• Sprühende Lebensfreude trotz Energiesparen

Sprühende Lebensfreude trotz Energiesparen

18.07.2019 Albert Leiser

Gemäss der aktuellen 2000-Watt-Bilanz ist die Stadt Zürich etwas umweltfreundlicher geworden. Wesentlich dazu beigetragen haben die Hauseigentümer.

Durch die Verbrennung von Heizöl wird nur noch halb so viel CO2 verursacht wie 2012. Auch der Erdgasverbrauch ist zurückgegangen.
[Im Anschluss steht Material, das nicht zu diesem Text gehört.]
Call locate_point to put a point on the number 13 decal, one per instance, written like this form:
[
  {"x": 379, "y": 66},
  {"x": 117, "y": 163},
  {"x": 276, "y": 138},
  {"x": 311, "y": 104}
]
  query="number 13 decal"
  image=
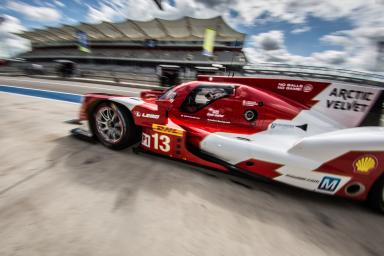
[{"x": 159, "y": 141}]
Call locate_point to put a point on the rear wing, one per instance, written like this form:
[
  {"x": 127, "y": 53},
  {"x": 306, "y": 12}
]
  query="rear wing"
[{"x": 346, "y": 104}]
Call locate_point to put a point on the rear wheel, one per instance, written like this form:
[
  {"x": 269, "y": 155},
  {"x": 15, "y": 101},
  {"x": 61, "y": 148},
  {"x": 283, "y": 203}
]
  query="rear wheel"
[
  {"x": 376, "y": 195},
  {"x": 114, "y": 126}
]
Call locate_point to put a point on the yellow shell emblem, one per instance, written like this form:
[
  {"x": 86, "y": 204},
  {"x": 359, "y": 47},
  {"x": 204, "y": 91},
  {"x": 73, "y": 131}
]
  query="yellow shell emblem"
[{"x": 365, "y": 164}]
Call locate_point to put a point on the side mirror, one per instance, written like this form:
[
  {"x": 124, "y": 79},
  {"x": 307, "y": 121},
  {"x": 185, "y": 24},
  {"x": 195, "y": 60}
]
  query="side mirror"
[{"x": 165, "y": 104}]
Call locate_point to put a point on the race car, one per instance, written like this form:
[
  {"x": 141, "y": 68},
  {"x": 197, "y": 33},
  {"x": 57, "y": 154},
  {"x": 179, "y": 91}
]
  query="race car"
[{"x": 319, "y": 136}]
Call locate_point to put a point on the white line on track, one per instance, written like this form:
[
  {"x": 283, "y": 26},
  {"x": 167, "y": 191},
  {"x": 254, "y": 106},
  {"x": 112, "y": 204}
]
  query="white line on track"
[
  {"x": 70, "y": 85},
  {"x": 30, "y": 96},
  {"x": 34, "y": 89}
]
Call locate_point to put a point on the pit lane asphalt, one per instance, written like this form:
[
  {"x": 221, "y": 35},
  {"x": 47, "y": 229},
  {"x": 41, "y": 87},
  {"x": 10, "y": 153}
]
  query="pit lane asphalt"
[
  {"x": 62, "y": 196},
  {"x": 67, "y": 86}
]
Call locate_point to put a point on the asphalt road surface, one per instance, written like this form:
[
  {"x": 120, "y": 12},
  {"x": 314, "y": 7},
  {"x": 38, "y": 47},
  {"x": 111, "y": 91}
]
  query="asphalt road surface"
[
  {"x": 62, "y": 196},
  {"x": 67, "y": 86}
]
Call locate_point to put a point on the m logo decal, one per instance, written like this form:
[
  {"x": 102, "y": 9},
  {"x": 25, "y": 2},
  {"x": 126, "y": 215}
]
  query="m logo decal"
[{"x": 329, "y": 184}]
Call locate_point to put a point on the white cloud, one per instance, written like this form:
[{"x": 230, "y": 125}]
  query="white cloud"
[
  {"x": 301, "y": 30},
  {"x": 58, "y": 3},
  {"x": 270, "y": 41},
  {"x": 34, "y": 12},
  {"x": 12, "y": 44}
]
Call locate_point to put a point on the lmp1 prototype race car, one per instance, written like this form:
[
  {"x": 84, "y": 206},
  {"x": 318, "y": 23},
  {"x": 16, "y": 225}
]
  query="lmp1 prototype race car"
[{"x": 319, "y": 136}]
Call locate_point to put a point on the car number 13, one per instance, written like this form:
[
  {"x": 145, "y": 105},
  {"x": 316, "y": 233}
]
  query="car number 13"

Weniger grün sieht es beim Verkehr aus. Einem leichten Rückgang des Benzinverbrauchs steht eine tendenzielle Zunahme beim Diesel- und Kerosinverbrauch gegenüber. Es ist somit unwahrscheinlich, dass die Stadt ihr für 2020 gesetztes Ziel erreicht und noch viel unrealistischer erscheint das neueste Ziel, bis 2030 netto gar kein CO2 mehr auszustossen. 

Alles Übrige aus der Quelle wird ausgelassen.